Sunday I decided to hike up Chief Joseph Mountain. To get there, you must ford at BC Creek. Sometimes this creek is a harmless murmur, easy to skip across. Other times it roars with snowmelt, raging down the mountain in malevolent white froth. In the winter it is a lumpy blanket of unstable ice with water trickling over the surface. Most of the time it is uncrossable.
I hoped to cross BC Ford because I had been turned back before. I crossed it once in fall, when the aspens glowed a luminescent yellow. I wanted to get higher up the mountain, to see it in winter.
Once I approached the ford, however, I could see that it would be a challenge. A smooth cape of ice covered the stream. Still, I thought I might be able to make it. I ventured out carefully. The other side was so close--if I could just get up my nerve and take those last few steps.
In the end I gave up, scampering to safety. I was alone and the ice was moody, shifting under my feet. It was hard to turn around.
As I hiked down I thought about letting go, both in wilderness and in life.
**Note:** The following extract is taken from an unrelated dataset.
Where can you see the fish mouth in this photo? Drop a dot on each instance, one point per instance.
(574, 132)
For months I have been swimming for shore after a relationship suddenly capsized. A part of me wanted to stay out there, to keep trying, even after it was obvious that there would be no safe crossing. It's always hard to turn your back on something, whether it is love or a river. You remember the time you could cross, and you want it to be that way again.
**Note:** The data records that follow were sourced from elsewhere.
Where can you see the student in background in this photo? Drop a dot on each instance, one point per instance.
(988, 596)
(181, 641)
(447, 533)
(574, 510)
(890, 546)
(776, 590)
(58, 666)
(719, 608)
But it never can be. Someday I will make it across BC Ford again and hike to the top of the mountain. It won't be the same as it was last time. The sun won't fall in the same way on the trees. The river might be a little higher, the trail harder to follow. It won't be the same. What is important is learning to appreciate the times you can cross, and letting go of the times you can't. It is a lesson I continue to learn.